The order, accompanied by no explanation and probably informed by astrologers, was typical of the generals who govern this Southeast Asian nation of 50 million people from their isolated and recently constructed capital of Naypyidaw. They rank with North Korea's leaders as the world's most secretive, repressive and destructive to their own people. Now they are about to hold a national election, and the one thing that should be unpredictable is in fact fully known in advance: the election result.
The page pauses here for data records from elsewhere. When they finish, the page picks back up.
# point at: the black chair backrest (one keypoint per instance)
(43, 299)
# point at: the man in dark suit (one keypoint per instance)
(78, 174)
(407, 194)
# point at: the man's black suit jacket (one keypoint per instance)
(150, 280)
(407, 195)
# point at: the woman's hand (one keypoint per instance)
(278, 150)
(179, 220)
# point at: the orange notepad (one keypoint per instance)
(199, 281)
The Nov. 7 poll will be Burma's first in 20 years, and it might have provided an avenue toward a gradual easing of dictatorial control. But it has not worked out that way. There are a few opposition candidates, but even if all of them win, the junta is guaranteed control of the new parliament. It accomplished this certainty by blocking many parties from participating, including the National League for Democracy and its leader Aung San Suu Kyi, who won the 1990 election but was never permitted to take office; by setting fees so high that in many districts only government-backed candidates could register; by stipulating that the military may allot close to one-quarter of all seats after the election takes place; and by harassing and threatening opposition candidates who have tried, against all odds, to compete. No international observers will be permitted; no foreign journalists are being allowed in. The best that can be expected is that some ruling generals will replace their uniforms with civilian suits.
Nonetheless, we can expect calls after the election for a lifting of economic sanctions and a welcoming of the "new" government into polite company. These calls will come from companies eager to invest in Burma (also known as Myanmar) and from nations eager for influence there. The calls will get louder if, as seems possible, the regime frees Aung San Suu Kyi from house arrest on Nov. 13, when the latest of her many sentences expires.
The Obama administration, which thus far has provided too little leadership on Burma, should be ready to parry these calls. It should appoint the special representative and policy coordinator mandated by Congress; refine its financial sanctions to target Burma's leaders and their families; and put some muscle behind its claimed support for a U.N. inquiry into the regime's crimes against humanity, namely the military's depredations against ethnic minorities. The Voice of America should rethink its plan to cut back broadcasting hours to Burma the month after the election, while Congress should provide the VOA with enough funds to carry out its mission. And the administration should make clear that real steps toward democracy will be reciprocated, but sham elections will gain the regime nothing, no matter what the astrologers promise.